As atuais diretrizes do Ministério da Educação valorizam os achados científicos da alfabetização de crianças, a exemplo da pesquisa de Emília Ferreiro e outros estudiosos. Ferreiro (2001) aponta que o estudante deve ser sujeito da aprendizagem, construtor de seu conhecimento, tendo o professor como importante mediador, auxiliando o discente a ir além dos códigos de leitura e escrita e a compreender o significado da aprendizagem para usá-la no cotidiano de forma a atender às exigências da própria sociedade.

A referida autora preconiza que não são métodos, testes ou novos materiais que alfabetizam, mas a própria criança é quem constrói de forma original, a compreensão do sistema de escrita, a partir das hipóteses que elabora porque é “um

sujeito cognoscente, alguém que pensa, que constrói interpretações, que age sobre o real para fazê-lo seu” (FERREIRO, 2001, p. 41).

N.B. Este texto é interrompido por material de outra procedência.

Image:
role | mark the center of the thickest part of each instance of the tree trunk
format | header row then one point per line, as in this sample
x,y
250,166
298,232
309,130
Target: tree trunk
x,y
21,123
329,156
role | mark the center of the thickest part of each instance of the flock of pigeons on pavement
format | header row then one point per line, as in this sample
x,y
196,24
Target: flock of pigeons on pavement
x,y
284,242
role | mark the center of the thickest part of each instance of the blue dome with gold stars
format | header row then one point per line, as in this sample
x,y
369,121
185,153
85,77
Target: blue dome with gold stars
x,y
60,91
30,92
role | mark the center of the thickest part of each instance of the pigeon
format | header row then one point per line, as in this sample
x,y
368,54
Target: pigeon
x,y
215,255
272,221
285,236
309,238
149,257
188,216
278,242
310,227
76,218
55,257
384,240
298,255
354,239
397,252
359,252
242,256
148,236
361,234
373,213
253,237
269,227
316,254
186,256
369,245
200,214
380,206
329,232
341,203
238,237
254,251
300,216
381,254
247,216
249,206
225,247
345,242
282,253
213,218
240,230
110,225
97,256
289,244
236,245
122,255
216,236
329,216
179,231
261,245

Ademais, o tipo de prática pedagógica adotado faz toda a diferença para o estudante nessa construção: se uma prática limitada, autoritária, onde o estudante é passivo e apenas recebe um conhecimento pronto, acabado ou uma prática para a independência e participação ativa.

Consentaneamente, é possível conceituar alfabetização como sendo um processo de apropriação do sistema de escrita que permite ao indivíduo ler e escrever com autonomia. Por sua vez, o letramento vai além do ensino dos códigos de leitura e escrita com grande importância para a conquista da cidadania. Inicia-se na convivência com as diferentes manifestações da escrita na sociedade, prolongando- se por toda a vida. É a apropriação da leitura e da escrita e de suas práticas sociais de forma significativa.